Prognostic impact of SNP array karyotyping in myelodysplastic syndromes and related myeloid malignancies

Abstract

Single nucleotide polymorphism arrays (SNP-As) have emerged as an important tool in the identification of chromosomal defects undetected by metaphase cytogenetics (MC) in hematologic cancers, offering superior resolution of unbalanced chromosomal defects and acquired copy-neutral loss of heterozygosity. Myelodysplastic syndromes (MDSs) and related cancers share recurrent chromosomal defects and molecular lesions that predict outcomes. We hypothesized that combining SNP-A and MC could improve diagnosis/prognosis and further the molecular characterization of myeloid malignancies. We analyzed MC/SNP-A results from 430 patients (MDS = 250, MDS/myeloproliferative overlap neoplasm = 95, acute myeloid leukemia from MDS = 85). The frequency and clinical significance of genomic aberrations was compared between MC and MC plus SNP-A. Combined MC/SNP-A karyotyping lead to higher diagnostic yield of chromosomal defects (74% vs 44%, P < .0001), compared with MC alone, often through detection of novel lesions in patients with normal/noninformative (54%) and abnormal (62%) MC results. Newly detected SNP-A defects contributed to poorer prognosis for patients stratified by current morphologic and clinical risk schemes. The presence and number of new SNP-A detected lesions are independent predictors of overall and event-free survival.
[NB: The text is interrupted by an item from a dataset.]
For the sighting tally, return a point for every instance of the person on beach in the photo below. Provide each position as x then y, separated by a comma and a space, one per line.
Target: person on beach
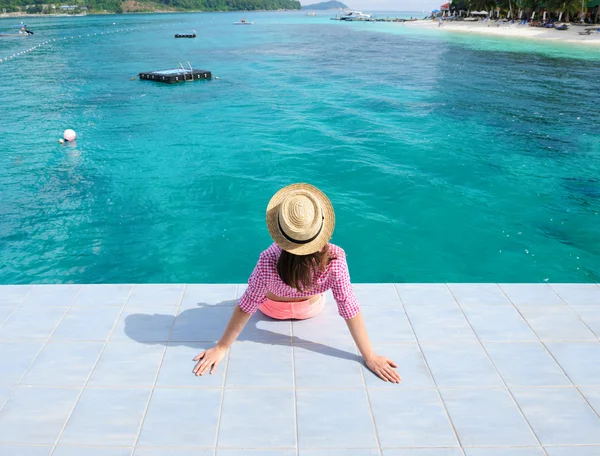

The significant diagnostic and prognostic contributions of SNP-A-detected defects in MDS and related diseases underscore the utility of SNP-A when combined with MC in hematologic malignancies.

Figure 1

Comparison of exemplary lesions detected by genomewide SNP-A 6.0. (A) Whole-genome view shows the complete diploid set of human chromosomes. A close-up view of chromosome 21 shows the presence of a deletion on its long arm, illustrated by a decrease in the copy number line (blue line and red dots) and LOH (paucity of green bars, indicating the frequency of heterozygous loci [red box]). A closer look at the region shows loci potentially involved in disease pathogenesis. (B) Illustration of the 3 exemplary characteristic lesions seen by 6.0 SNP-A: deletion, duplication, and aCN-LOH. For deletions, LOH as indicated by contraction of the AA and BB alleles (blue lines) and reduction of the copy number (top) marks the affected region. For duplications, the doubling of the heterozygous AB allele and an increase in copy number delineate the abnormality. For aCN-LOH, the loss of the AB allele without contraction of the AA and BB alleles and a normal copy number identify the lesion. In each example, the normal copy number and allele calls for CD3⁺ cells (green lines) shows the absence of a germline abnormality, thus confirming the somatic nature of the lesions. (C) An exemplary microdeletion in chromosome 7, seen as a drop in the diploid copy number line (blue line in red box) and the absence of this abnormality in the CD3⁺ lymphocytes, is shown.

Figure 2

Types and genomic distribution of chromosomal lesions detected by SNA-A karyotyping in MDSs. Gains (green), deletions (red), and acquired somatic uniparental disomy (blue) are shown.

Figure 3

Clinical effect of lesions detected by SNP-A karyotyping analysis in combination with MC and new lesions detected by SNP-A regardless of MC results. Patients with new defects (red line) detected by the combination MC or SNP-A had worse OS (A), EFS (B), and PFS (C) than patients with no defects (black line) detected by both techniques. Patients with new lesions detected by SNP-A regardless of MC results showed worse OS (D), EFS (E), and PFS (F) than patients with an unchanged karyotype. In addition, SNP-A–identified lesions had an effect on OS in patients in the low-risk IPSS group (G) but not on EFS (H) and PFS (I). New SNP-A–detected defects did not affect outcomes in the high-risk IPSS group (J, K, and L). Tables represent the number at risk over time. Characteristics of censored patients have been presented in supplemental Table 4.

Figure 4

New prognostic risk groups based on combined MC and SNP-A analyses. SNP-A was able to further delineate cytogenetic risk groups determined by MC as defined by IPSS (A-B). Four prognostic risk groups, namely favorable, intermediate-1, intermediate-2, and unfavorable were defined with the use of the combined karyotypic analysis by MC and SNP-A (C-D). †Favorable indicates good cytogenetics and no additional lesions detected by SNP-A. Intermediate-1 indicates good cytogenetics and additional SNP-A lesions detected, or intermediate cytogenetics and no additional lesions by SNP-A. Intermediate-2 indicates intermediate cytogenetics and additional lesions detected, or poor cytogenetics and no additional lesions detected by SNP-A. Unfavorable indicates poor cytogenetics by MC and additional lesions detected by SNP-A.